It’s been just over a week since BayTrack Maintenance V1 went live.
That timeline is short — and it was intentional.
V1 launched with a narrow focus: clear, reliable maintenance execution.
Inspections, work orders, preventive maintenance, technician time tracking, invoicing, and reporting — without payments, estimates, notifications, or subscriptions turned on.
The goal wasn’t to ship everything. It was to prove the foundation worked in real shops, under real conditions.
Why V1 Was Intentionally Limited
BayTrack Maintenance was never designed to be “V1 forever.”
It was designed to be correct before complete.
Launching without payments, subscriptions, or integrations made it easier to answer one critical question quickly:
Does the core maintenance workflow hold up when people actually use it?
Within days, the answer was clear.
Once that foundation proved stable, the next step wasn’t adding new ideas — it was turning on what was already there.
Turning On the Business Layer
Over the past week, BayTrack Maintenance enabled features that were already built, tested, and gated behind stability:
Online invoice payments and in-person card readers
QuickBooks Online invoice export with duplicate protection
Customer estimates with approval workflows
Notifications for low inventory, PM due, and overdue invoices
Expanded operational and financial reports
Inventory intelligence with audit trails
Warranty tracking and recovery reporting
These weren’t rushed features. They were intentionally held back until the core workflows proved trustworthy.

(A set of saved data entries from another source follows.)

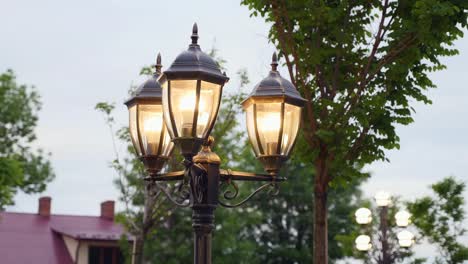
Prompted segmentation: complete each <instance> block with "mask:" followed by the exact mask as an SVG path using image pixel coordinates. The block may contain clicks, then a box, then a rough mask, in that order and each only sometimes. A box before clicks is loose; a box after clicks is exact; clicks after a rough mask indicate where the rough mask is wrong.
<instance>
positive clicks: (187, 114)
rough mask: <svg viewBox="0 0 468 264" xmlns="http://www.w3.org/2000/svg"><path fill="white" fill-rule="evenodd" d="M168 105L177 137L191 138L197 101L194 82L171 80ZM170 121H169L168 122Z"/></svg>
mask: <svg viewBox="0 0 468 264" xmlns="http://www.w3.org/2000/svg"><path fill="white" fill-rule="evenodd" d="M169 85H170V86H171V87H170V89H171V91H170V98H169V100H170V104H171V108H172V109H171V110H172V115H173V118H174V121H175V126H176V127H175V128H174V129H176V130H177V134H176V136H177V137H192V128H193V115H194V113H195V106H196V100H197V93H196V90H197V81H196V80H171V81H170V84H169ZM168 121H170V120H168Z"/></svg>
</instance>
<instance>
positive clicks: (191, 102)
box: [179, 93, 206, 111]
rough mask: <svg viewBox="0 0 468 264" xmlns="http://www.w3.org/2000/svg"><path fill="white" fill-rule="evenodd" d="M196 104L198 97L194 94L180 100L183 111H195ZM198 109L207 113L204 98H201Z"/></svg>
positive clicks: (186, 96) (186, 95) (180, 104)
mask: <svg viewBox="0 0 468 264" xmlns="http://www.w3.org/2000/svg"><path fill="white" fill-rule="evenodd" d="M196 103H197V97H196V96H195V95H194V94H193V93H190V94H186V95H184V96H182V98H180V105H179V109H180V110H181V111H194V110H195V105H196ZM198 109H199V111H206V110H205V109H206V105H205V102H204V101H203V99H202V98H200V103H199V105H198Z"/></svg>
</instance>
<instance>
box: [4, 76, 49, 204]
mask: <svg viewBox="0 0 468 264" xmlns="http://www.w3.org/2000/svg"><path fill="white" fill-rule="evenodd" d="M40 108H41V101H40V96H39V94H38V92H37V91H36V90H35V89H34V87H28V86H26V85H22V84H18V83H17V82H16V76H15V74H14V73H13V71H12V70H7V71H6V72H5V73H2V74H1V75H0V210H3V209H4V207H5V206H6V205H12V204H14V201H13V197H14V195H15V194H16V192H17V191H18V190H21V191H23V192H25V193H28V194H29V193H39V192H42V191H44V190H45V188H46V185H47V183H48V182H50V181H52V179H53V178H54V177H55V175H54V173H53V170H52V166H51V164H50V162H49V160H48V158H49V155H48V154H46V153H44V152H43V151H42V150H41V149H38V150H37V149H34V148H32V144H34V141H35V140H36V134H35V131H34V129H35V127H36V125H37V121H38V116H37V112H38V111H39V110H40Z"/></svg>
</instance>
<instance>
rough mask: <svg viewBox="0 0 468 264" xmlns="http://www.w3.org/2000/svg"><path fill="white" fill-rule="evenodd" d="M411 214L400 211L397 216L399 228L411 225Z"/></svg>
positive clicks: (398, 225)
mask: <svg viewBox="0 0 468 264" xmlns="http://www.w3.org/2000/svg"><path fill="white" fill-rule="evenodd" d="M410 217H411V214H410V213H408V212H407V211H399V212H398V213H396V214H395V220H396V224H397V226H401V227H406V226H408V225H409V224H410V223H411V219H410Z"/></svg>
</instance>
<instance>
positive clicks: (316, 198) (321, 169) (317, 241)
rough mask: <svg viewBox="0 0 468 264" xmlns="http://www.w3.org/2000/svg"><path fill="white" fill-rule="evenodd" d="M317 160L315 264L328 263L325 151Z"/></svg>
mask: <svg viewBox="0 0 468 264" xmlns="http://www.w3.org/2000/svg"><path fill="white" fill-rule="evenodd" d="M321 154H324V155H319V156H321V157H319V159H318V160H317V162H316V175H315V186H314V240H313V241H314V245H313V248H314V251H313V253H314V262H313V263H314V264H328V208H327V198H328V193H327V191H328V190H327V189H328V179H329V177H328V168H327V158H328V157H327V155H326V154H325V151H324V152H322V153H321Z"/></svg>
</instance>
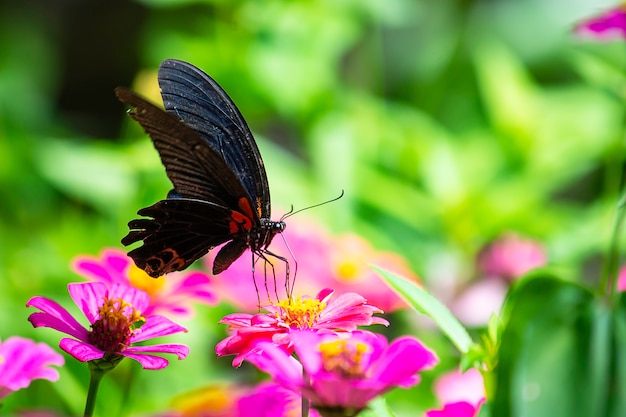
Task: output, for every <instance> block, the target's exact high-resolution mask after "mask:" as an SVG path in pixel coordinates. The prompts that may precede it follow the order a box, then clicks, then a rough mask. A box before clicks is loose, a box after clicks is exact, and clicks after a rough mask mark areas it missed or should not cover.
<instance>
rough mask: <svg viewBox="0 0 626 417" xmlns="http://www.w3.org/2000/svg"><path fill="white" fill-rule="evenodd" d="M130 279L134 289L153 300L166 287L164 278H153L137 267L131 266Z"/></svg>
mask: <svg viewBox="0 0 626 417" xmlns="http://www.w3.org/2000/svg"><path fill="white" fill-rule="evenodd" d="M128 279H129V280H130V284H131V285H132V286H133V287H135V288H137V289H138V290H142V291H144V292H146V293H148V295H149V296H150V298H153V296H154V295H155V294H158V293H159V291H161V289H162V288H163V286H164V285H165V278H164V277H159V278H152V277H151V276H150V275H148V274H146V272H145V271H144V270H143V269H141V268H138V267H137V266H136V265H131V267H130V270H129V271H128Z"/></svg>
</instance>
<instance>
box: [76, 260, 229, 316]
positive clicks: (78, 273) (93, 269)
mask: <svg viewBox="0 0 626 417" xmlns="http://www.w3.org/2000/svg"><path fill="white" fill-rule="evenodd" d="M72 269H73V270H74V272H76V273H77V274H79V275H81V276H83V277H85V278H87V279H88V280H90V281H94V282H104V283H105V284H107V285H113V284H123V285H129V286H131V287H135V288H138V289H140V290H142V291H144V292H146V293H148V295H149V296H150V305H149V306H148V308H147V309H146V310H145V311H143V312H142V313H143V314H145V315H150V314H174V315H177V316H179V317H180V316H183V317H184V316H190V315H191V314H192V313H193V309H192V308H191V304H192V303H194V302H197V303H201V304H206V305H215V304H216V303H217V296H216V295H215V294H214V293H213V292H212V291H211V288H210V287H211V282H210V281H211V278H209V276H208V275H206V274H203V273H201V272H197V271H190V272H189V271H188V272H175V273H172V274H169V275H168V276H167V278H165V277H160V278H152V277H150V276H149V275H148V274H146V273H145V271H143V270H142V269H140V268H137V266H135V264H134V263H133V261H132V259H131V258H130V257H128V256H127V255H126V253H124V252H123V251H121V250H118V249H104V250H103V251H102V253H101V254H100V257H99V258H96V257H92V256H78V257H76V258H74V260H73V262H72Z"/></svg>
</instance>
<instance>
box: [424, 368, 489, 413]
mask: <svg viewBox="0 0 626 417" xmlns="http://www.w3.org/2000/svg"><path fill="white" fill-rule="evenodd" d="M435 395H436V396H437V398H438V399H439V401H440V402H441V403H443V404H445V405H444V407H443V408H442V409H441V410H430V411H428V412H426V417H474V416H476V415H478V412H479V411H480V407H481V405H482V404H483V403H484V402H485V384H484V380H483V376H482V374H481V373H480V371H479V370H477V369H475V368H471V369H468V370H467V371H466V372H464V373H462V372H461V371H458V370H455V371H452V372H448V373H446V374H443V375H442V376H440V377H439V378H438V379H437V380H436V381H435Z"/></svg>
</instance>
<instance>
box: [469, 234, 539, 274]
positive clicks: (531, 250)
mask: <svg viewBox="0 0 626 417" xmlns="http://www.w3.org/2000/svg"><path fill="white" fill-rule="evenodd" d="M546 261H547V257H546V254H545V251H544V249H543V247H542V246H541V244H540V243H539V242H536V241H534V240H530V239H523V238H521V237H519V236H517V235H515V234H506V235H504V236H502V237H500V238H498V239H496V240H495V241H493V242H491V243H490V244H489V245H487V246H486V247H484V248H483V249H482V250H481V251H480V253H479V255H478V261H477V263H478V269H479V270H480V271H481V272H482V273H483V274H485V275H486V276H487V277H498V278H506V279H515V278H520V277H521V276H522V275H524V274H526V273H527V272H528V271H530V270H532V269H535V268H538V267H540V266H543V265H545V264H546Z"/></svg>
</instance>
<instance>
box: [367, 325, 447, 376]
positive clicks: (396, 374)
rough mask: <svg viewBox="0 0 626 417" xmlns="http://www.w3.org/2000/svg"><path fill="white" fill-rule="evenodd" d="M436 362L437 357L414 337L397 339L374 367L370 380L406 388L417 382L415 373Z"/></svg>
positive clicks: (427, 366) (434, 363) (385, 352)
mask: <svg viewBox="0 0 626 417" xmlns="http://www.w3.org/2000/svg"><path fill="white" fill-rule="evenodd" d="M437 362H438V359H437V356H435V354H434V353H433V352H431V351H430V350H429V349H427V348H426V347H425V346H424V345H422V344H421V343H420V342H419V341H418V340H417V339H415V338H414V337H410V336H405V337H399V338H398V339H396V340H394V341H393V342H392V343H391V344H390V345H389V347H388V348H387V351H386V352H385V353H384V355H383V356H382V357H381V358H380V360H379V361H378V362H377V363H376V364H375V365H374V372H373V374H372V377H371V378H372V379H375V380H378V381H380V382H382V383H383V384H387V385H399V386H402V387H404V388H408V386H411V385H414V384H415V383H417V382H418V379H416V378H415V374H416V373H417V372H420V371H422V370H424V369H429V368H431V367H433V366H434V365H435V364H436V363H437Z"/></svg>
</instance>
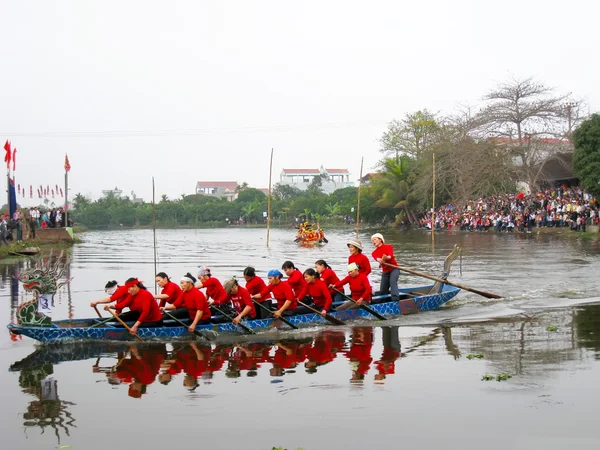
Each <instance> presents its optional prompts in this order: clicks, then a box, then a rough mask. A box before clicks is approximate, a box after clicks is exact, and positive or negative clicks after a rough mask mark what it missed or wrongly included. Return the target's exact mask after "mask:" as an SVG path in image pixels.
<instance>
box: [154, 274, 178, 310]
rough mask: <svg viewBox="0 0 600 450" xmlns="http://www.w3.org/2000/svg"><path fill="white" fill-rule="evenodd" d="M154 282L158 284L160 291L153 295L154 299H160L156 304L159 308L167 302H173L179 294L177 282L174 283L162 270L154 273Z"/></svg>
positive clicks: (163, 305) (172, 302) (177, 298)
mask: <svg viewBox="0 0 600 450" xmlns="http://www.w3.org/2000/svg"><path fill="white" fill-rule="evenodd" d="M155 279H156V284H158V285H159V286H160V287H161V288H162V291H161V292H160V294H156V295H155V296H154V298H155V299H157V300H160V303H159V305H158V306H160V307H161V308H162V307H163V306H165V305H166V304H167V303H175V302H176V301H177V299H178V298H179V296H180V295H181V288H180V287H179V285H178V284H175V283H173V282H172V281H171V279H170V278H169V277H168V276H167V274H166V273H164V272H159V273H157V274H156V278H155Z"/></svg>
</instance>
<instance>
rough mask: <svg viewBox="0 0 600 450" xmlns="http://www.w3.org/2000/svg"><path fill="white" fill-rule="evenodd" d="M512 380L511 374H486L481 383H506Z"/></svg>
mask: <svg viewBox="0 0 600 450" xmlns="http://www.w3.org/2000/svg"><path fill="white" fill-rule="evenodd" d="M511 378H512V375H511V374H510V373H500V374H498V375H496V376H494V375H490V374H489V373H486V374H485V375H484V376H482V377H481V381H492V380H496V381H506V380H509V379H511Z"/></svg>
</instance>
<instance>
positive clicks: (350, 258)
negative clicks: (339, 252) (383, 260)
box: [346, 239, 371, 278]
mask: <svg viewBox="0 0 600 450" xmlns="http://www.w3.org/2000/svg"><path fill="white" fill-rule="evenodd" d="M346 245H347V246H348V250H350V256H348V264H352V263H356V265H358V271H359V272H360V273H362V274H363V275H365V276H366V277H367V278H369V274H370V273H371V263H370V262H369V258H367V256H366V255H363V253H362V242H360V241H359V240H358V239H350V240H349V241H348V242H347V243H346Z"/></svg>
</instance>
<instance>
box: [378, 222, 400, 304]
mask: <svg viewBox="0 0 600 450" xmlns="http://www.w3.org/2000/svg"><path fill="white" fill-rule="evenodd" d="M371 242H372V243H373V245H374V246H375V250H374V251H373V253H371V255H372V256H373V259H374V260H375V261H377V262H378V263H379V266H380V267H381V272H382V273H381V284H380V285H379V293H380V295H386V294H391V297H392V301H398V298H399V291H398V278H399V277H400V270H398V269H396V268H395V267H390V266H388V265H386V264H385V263H387V264H391V265H394V266H397V265H398V263H397V262H396V259H395V258H394V247H392V246H391V245H390V244H386V243H385V239H384V238H383V235H382V234H381V233H375V234H374V235H373V236H371Z"/></svg>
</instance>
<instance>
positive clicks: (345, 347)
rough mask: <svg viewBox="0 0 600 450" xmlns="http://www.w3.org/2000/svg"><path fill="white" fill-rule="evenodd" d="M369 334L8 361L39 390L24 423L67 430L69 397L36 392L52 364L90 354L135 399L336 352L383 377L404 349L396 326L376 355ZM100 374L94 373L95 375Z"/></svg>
mask: <svg viewBox="0 0 600 450" xmlns="http://www.w3.org/2000/svg"><path fill="white" fill-rule="evenodd" d="M378 333H379V332H378V331H377V334H378ZM441 333H442V331H441V329H439V328H436V329H435V330H433V331H432V332H431V334H430V335H429V336H426V337H425V339H421V340H420V341H419V342H418V343H417V345H415V346H413V347H411V348H410V349H408V350H407V351H406V353H410V352H411V351H413V350H415V349H416V348H417V347H419V346H421V345H424V344H425V343H426V342H428V341H430V340H431V339H433V338H435V337H437V336H440V335H441ZM375 335H376V330H375V329H374V328H372V327H354V328H352V329H350V330H349V329H341V330H340V329H331V328H330V329H326V330H323V331H321V332H320V333H318V334H316V335H314V336H310V337H302V338H299V339H293V340H291V339H286V340H279V341H273V340H271V341H262V342H261V341H256V340H255V341H247V342H238V343H220V344H217V345H210V344H207V343H206V344H205V343H201V342H176V343H169V344H155V343H147V344H144V343H129V344H127V343H118V342H98V343H89V342H87V343H83V342H82V343H76V344H70V345H48V346H43V347H40V348H38V349H37V350H36V351H35V352H33V353H32V354H31V355H29V356H28V357H27V358H25V359H23V360H21V361H19V362H16V363H14V364H13V365H12V366H11V367H10V370H11V371H20V372H21V376H20V384H21V387H22V388H23V389H26V392H28V393H31V394H34V395H36V396H37V397H38V400H36V401H35V402H32V404H31V405H30V407H29V410H30V413H29V415H28V416H27V417H26V419H27V422H26V425H27V426H31V425H39V426H45V425H46V422H45V421H46V420H47V419H53V420H55V421H56V423H55V424H54V425H56V426H62V427H63V428H65V430H66V429H67V427H68V426H69V424H71V423H72V421H73V418H72V417H71V416H70V415H69V414H68V412H67V406H68V405H69V404H70V403H68V402H64V401H60V400H58V395H57V394H55V395H54V397H52V396H50V397H52V398H50V397H48V398H43V395H42V392H43V391H44V386H48V385H45V384H44V383H46V382H48V377H49V375H50V374H52V373H53V364H60V363H64V362H67V361H85V360H88V359H92V360H94V362H92V364H91V365H92V367H91V368H92V370H91V373H92V374H93V376H100V377H104V378H103V380H104V381H107V382H108V384H109V385H110V386H112V387H115V388H117V389H121V387H123V388H125V387H126V388H127V390H126V392H127V395H128V396H129V397H131V398H137V399H139V398H142V397H143V396H144V395H146V394H147V393H148V386H149V385H152V384H154V383H157V384H162V385H183V387H184V388H185V389H187V390H190V391H193V390H195V389H196V388H197V387H198V386H199V384H200V382H201V381H203V382H204V383H210V382H211V381H210V380H211V379H212V378H213V377H214V376H215V373H216V372H224V375H225V377H226V378H229V379H236V378H239V377H243V376H245V377H257V376H258V375H259V374H262V376H264V375H267V374H268V375H269V376H270V377H272V380H271V382H278V381H282V378H281V377H283V376H286V377H288V376H300V374H301V373H297V370H298V367H303V368H304V376H306V375H309V376H312V375H315V374H317V373H318V372H319V371H321V370H324V367H325V366H326V365H327V364H330V363H332V362H333V361H334V360H336V358H338V359H340V358H345V360H347V361H348V362H349V365H350V369H351V371H350V374H351V375H350V383H352V384H362V383H364V381H365V377H366V376H367V374H368V373H369V371H371V373H372V374H373V380H374V381H375V382H376V383H383V382H385V380H386V377H389V376H391V375H393V374H394V373H395V369H396V362H397V360H398V359H399V358H400V357H401V355H402V356H403V355H404V354H406V353H404V354H402V353H401V348H400V340H399V338H398V327H382V330H381V336H382V344H383V345H382V346H378V347H377V348H378V349H381V348H382V350H381V354H380V355H379V350H377V353H378V354H377V355H372V349H373V343H374V336H375ZM253 339H254V337H253ZM375 358H376V359H375ZM109 360H110V364H109V363H108V361H109ZM340 363H341V361H340ZM337 365H338V366H339V364H337ZM341 367H343V365H342V366H341ZM340 373H343V369H342V371H340ZM294 374H296V375H294ZM103 380H102V379H100V380H98V379H96V380H95V381H94V382H95V383H97V382H98V381H103ZM51 382H53V383H54V385H53V388H52V389H50V391H52V392H54V393H56V380H52V379H51ZM44 402H46V403H44ZM48 402H50V403H48ZM51 402H54V403H51ZM50 405H52V406H50ZM36 413H37V414H38V417H37V421H36V422H32V421H31V420H30V419H33V418H34V415H35V414H36Z"/></svg>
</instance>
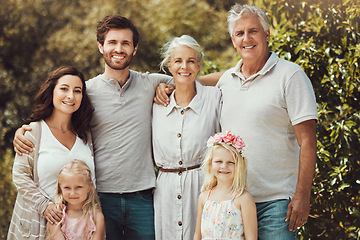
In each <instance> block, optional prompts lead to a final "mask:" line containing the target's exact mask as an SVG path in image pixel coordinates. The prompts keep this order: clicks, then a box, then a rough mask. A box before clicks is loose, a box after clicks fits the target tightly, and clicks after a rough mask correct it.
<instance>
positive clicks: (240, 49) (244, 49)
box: [231, 14, 270, 68]
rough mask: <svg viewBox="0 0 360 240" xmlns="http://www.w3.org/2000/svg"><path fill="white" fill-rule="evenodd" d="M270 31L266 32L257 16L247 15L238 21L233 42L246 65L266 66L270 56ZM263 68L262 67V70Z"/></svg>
mask: <svg viewBox="0 0 360 240" xmlns="http://www.w3.org/2000/svg"><path fill="white" fill-rule="evenodd" d="M269 39H270V30H266V31H265V30H264V28H263V26H262V24H261V22H260V19H259V17H258V16H257V15H255V14H246V15H244V16H243V17H241V18H240V19H239V20H237V21H236V23H235V26H234V30H233V35H232V36H231V40H232V42H233V45H234V47H235V48H236V50H237V52H238V53H239V55H240V56H241V58H242V59H243V63H244V65H245V64H249V65H251V64H255V63H257V64H259V63H260V64H264V65H265V63H266V60H267V58H268V55H269V47H268V41H269ZM262 67H263V66H261V68H262Z"/></svg>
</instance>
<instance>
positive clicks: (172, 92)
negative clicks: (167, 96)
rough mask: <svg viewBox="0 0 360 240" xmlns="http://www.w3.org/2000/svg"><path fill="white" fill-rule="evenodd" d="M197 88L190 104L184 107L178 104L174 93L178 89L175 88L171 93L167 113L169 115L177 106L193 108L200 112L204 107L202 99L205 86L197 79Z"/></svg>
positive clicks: (189, 103)
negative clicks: (192, 98)
mask: <svg viewBox="0 0 360 240" xmlns="http://www.w3.org/2000/svg"><path fill="white" fill-rule="evenodd" d="M195 89H196V95H195V96H194V98H193V99H192V100H191V102H190V103H189V105H188V106H187V107H184V108H183V107H181V106H179V105H177V104H176V101H175V97H174V93H175V91H176V89H175V90H174V91H173V92H172V93H171V95H170V103H169V105H168V106H167V111H166V115H169V114H170V113H171V112H172V111H173V110H174V109H175V108H178V109H192V110H193V111H194V112H195V113H196V114H200V112H201V108H202V104H201V103H202V100H201V99H202V91H203V86H202V85H201V84H200V83H199V82H198V81H195Z"/></svg>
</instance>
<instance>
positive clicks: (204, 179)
mask: <svg viewBox="0 0 360 240" xmlns="http://www.w3.org/2000/svg"><path fill="white" fill-rule="evenodd" d="M219 148H225V149H227V150H228V151H229V152H230V153H231V155H232V157H233V159H234V161H235V174H234V179H233V182H232V185H231V194H236V196H240V195H241V194H242V193H243V191H244V189H246V188H247V170H246V168H247V167H246V165H247V164H246V159H245V157H244V156H242V155H241V154H240V152H239V151H238V150H236V149H235V148H234V147H233V146H232V145H229V144H226V143H224V142H217V143H214V144H212V145H211V146H208V150H207V152H206V154H205V159H204V162H203V164H202V169H203V170H204V171H205V178H204V183H203V185H202V187H201V191H202V192H204V191H207V190H210V189H212V188H213V187H215V186H216V185H217V179H216V177H215V176H214V173H213V171H212V160H213V158H214V152H215V150H217V149H219Z"/></svg>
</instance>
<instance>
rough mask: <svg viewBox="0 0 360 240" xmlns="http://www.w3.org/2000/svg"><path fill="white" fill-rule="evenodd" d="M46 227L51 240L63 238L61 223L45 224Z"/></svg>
mask: <svg viewBox="0 0 360 240" xmlns="http://www.w3.org/2000/svg"><path fill="white" fill-rule="evenodd" d="M47 228H48V230H49V233H50V239H52V240H65V237H64V234H63V233H62V231H61V224H60V223H58V224H49V223H48V224H47Z"/></svg>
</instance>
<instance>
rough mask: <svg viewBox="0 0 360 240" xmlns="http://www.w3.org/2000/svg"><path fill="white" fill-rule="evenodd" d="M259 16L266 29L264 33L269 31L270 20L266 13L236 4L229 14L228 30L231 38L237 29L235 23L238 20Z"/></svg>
mask: <svg viewBox="0 0 360 240" xmlns="http://www.w3.org/2000/svg"><path fill="white" fill-rule="evenodd" d="M250 14H252V15H257V16H258V17H259V19H260V22H261V25H262V26H263V28H264V31H266V30H268V29H269V28H270V23H269V20H268V18H267V16H266V14H265V12H264V11H263V10H262V9H261V8H258V7H255V6H250V5H240V4H238V3H236V4H235V5H234V6H233V7H232V8H231V9H230V11H229V13H228V19H227V22H228V30H229V33H230V36H233V31H234V27H235V23H236V21H237V20H239V19H240V18H242V17H245V16H248V15H250Z"/></svg>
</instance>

Subscriptions Are Now Live
With those capabilities enabled, BayTrack Maintenance now offers subscription tiers:
Free — Core maintenance execution
Professional — Payments, accounting integrations, advanced reporting
Pro+ — Future enterprise features
All existing organizations were grandfathered into the Professional tier.
You can still get started without a credit card.
What Hasn’t Changed
BayTrack Maintenance is still not:
An ERP
A telematics platform
A feature-bloated system trying to do everything
The philosophy remains the same:
Make the system trustworthy, complete, and boring — not bigger.
Every feature enabled this week exists to reduce friction around maintenance — not distract from it.
Built for the Shop Floor
BayTrack Maintenance wasn’t built in a boardroom.
It was built by someone who:
Ran inspections
Wrote work orders
Tracked time
Chased down paperwork
Needed maintenance data to be reliable
If a workflow isn’t fast enough for the shop floor, it doesn’t ship — no matter how good it looks on a roadmap.
What’s Next
BayTrack Maintenance will continue to expand carefully, only where it strengthens maintenance execution and operational clarity.
You can always see the current roadmap at /about/roadmap.
Thanks to everyone using BayTrack Maintenance early and helping shape what comes next.